Geen sprake van wilsafhankelijk materiaal: gegevens veranderen door wijze van verschaffing niet van karakter

Rechtbank Limburg 30 september 2021, ECLI:NL:RBLIM:2021:7427 (Bestuursrecht)

Naar het oordeel van de rechtbank is zowel in de boetezaak in het kader van de Wav als van de Wml geval sprake van bewijsmateriaal dat bestaat onafhankelijk van de wil van eiseres en dit valt niet onder het zwijgrecht. AG Keus concludeert dat wilsonafhankelijk materiaal, zoals in dit geval materiaal waarvoor een wettelijke bewaarplicht bestaat en dat rechtmatig van een betrokkene kan worden verkregen, niet door de wijze van verschaffen daarvan van karakter verandert.

Feiten

Het bedrijf van eiseres houdt zich bezig met de handel in en reparatie van zwaardere bedrijfsauto’s, goederenvervoer over de weg, internationaal transport en op- en overslag en garagewerkzaamheden.

Op 4 juli 2017 heeft in het kader van de naleving van de Wav en de Wml een onderzoek plaatsgevonden in het bedrijf van eiseres aan de adres, te vestigingsplaats door inspecteurs van de Inspectie Sociale Zaken en Werkgelegenheid en ambtenaren van de Belastingdienst, de Nationale politie en de Inspectie voor Leefomgeving en Transport.
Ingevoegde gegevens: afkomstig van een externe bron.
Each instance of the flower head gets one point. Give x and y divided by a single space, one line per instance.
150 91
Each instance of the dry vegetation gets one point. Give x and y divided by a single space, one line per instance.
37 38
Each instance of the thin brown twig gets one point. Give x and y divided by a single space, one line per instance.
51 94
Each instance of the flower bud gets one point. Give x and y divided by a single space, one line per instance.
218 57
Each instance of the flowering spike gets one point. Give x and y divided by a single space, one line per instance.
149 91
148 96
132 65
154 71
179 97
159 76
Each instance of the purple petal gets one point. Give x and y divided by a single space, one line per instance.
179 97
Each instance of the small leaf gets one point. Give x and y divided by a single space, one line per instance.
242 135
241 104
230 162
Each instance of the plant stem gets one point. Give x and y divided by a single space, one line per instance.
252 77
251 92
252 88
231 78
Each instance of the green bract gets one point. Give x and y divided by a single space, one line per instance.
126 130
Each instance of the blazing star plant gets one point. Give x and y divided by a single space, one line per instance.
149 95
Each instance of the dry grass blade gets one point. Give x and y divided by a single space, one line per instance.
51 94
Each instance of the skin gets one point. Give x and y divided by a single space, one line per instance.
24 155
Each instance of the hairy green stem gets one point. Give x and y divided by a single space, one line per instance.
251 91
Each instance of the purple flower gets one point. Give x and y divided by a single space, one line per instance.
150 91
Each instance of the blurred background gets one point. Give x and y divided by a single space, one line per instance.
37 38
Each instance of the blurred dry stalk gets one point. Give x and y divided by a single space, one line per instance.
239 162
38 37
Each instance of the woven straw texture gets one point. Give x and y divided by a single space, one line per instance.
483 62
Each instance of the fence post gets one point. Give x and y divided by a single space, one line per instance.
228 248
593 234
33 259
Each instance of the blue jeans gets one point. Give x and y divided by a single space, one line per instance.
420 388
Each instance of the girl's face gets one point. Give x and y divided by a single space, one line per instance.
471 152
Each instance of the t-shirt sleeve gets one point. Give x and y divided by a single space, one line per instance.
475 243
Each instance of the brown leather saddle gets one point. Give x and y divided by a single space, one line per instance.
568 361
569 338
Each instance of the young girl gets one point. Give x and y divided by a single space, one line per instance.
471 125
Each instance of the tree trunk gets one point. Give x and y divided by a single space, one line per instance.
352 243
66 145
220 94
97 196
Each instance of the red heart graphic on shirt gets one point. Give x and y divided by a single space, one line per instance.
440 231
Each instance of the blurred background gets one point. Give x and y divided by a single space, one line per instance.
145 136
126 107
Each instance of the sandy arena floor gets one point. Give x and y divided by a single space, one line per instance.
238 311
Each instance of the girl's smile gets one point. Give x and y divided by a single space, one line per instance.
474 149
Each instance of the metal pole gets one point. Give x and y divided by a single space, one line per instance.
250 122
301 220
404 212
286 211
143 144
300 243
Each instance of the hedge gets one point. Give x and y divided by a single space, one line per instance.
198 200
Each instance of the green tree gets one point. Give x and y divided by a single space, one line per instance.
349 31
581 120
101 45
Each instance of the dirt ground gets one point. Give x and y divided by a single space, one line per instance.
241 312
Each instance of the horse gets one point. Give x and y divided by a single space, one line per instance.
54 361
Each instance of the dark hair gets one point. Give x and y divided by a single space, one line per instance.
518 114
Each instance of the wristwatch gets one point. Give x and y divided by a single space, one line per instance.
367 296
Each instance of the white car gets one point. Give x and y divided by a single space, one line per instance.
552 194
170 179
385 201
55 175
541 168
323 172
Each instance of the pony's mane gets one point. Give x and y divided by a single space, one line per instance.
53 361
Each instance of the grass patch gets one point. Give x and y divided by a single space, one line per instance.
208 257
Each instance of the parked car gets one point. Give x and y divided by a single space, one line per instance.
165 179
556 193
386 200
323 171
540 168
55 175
De bevindingen van dit onderzoek zijn neergelegd in een tweetal boeterapporten van 27 juli 2018.

het beroep tegen de boete in het kader van de Wav (AWB 20/1432)

Uit het boeterapport van 27 juli 2018 (kenmerk nummer 1) volgt, onder meer, dat de inspecteurs hebben geconstateerd dat ten aanzien van tien vreemdelingen een overtreding is geconstateerd van artikel 2, eerste lid, van de Wav. Deze vreemdelingen waren te werk gesteld zonder tewerkstellingsvergunning of een gecombineerde vergunning voor werkzaamheden bij deze werkgever. Verder hebben de inspecteurs geconstateerd dat ten aanzien van twee arbeidskrachten een overtreding heeft plaatsgevonden van artikel 15a van de Wav. Eiseres heeft ten aanzien van deze arbeidskrachten niet binnen 48 uur voldaan aan de vordering van de toezichthouder om de identiteit vast te stellen.

De besluitvorming

Verweerder heeft op 31 oktober 2018 – naar aanleiding van het boeterapport van 27 juli 2018 – een voornemen uitgebracht dat strekt tot het opleggen van een boete van in totaal €136.000 en tot openbaarmaking van de inspectiegegevens en de opgelegde boetes. Dit bedrag is berekend conform de Beleidsregel boeteoplegging Wav 2017 (hierna: de Beleidsregel). Eiseres heeft tegen dit voornemen een zienswijze ingediend. Deze zienswijze heeft niet tot een andersluidend standpunt geleid aan de zijde van verweerder.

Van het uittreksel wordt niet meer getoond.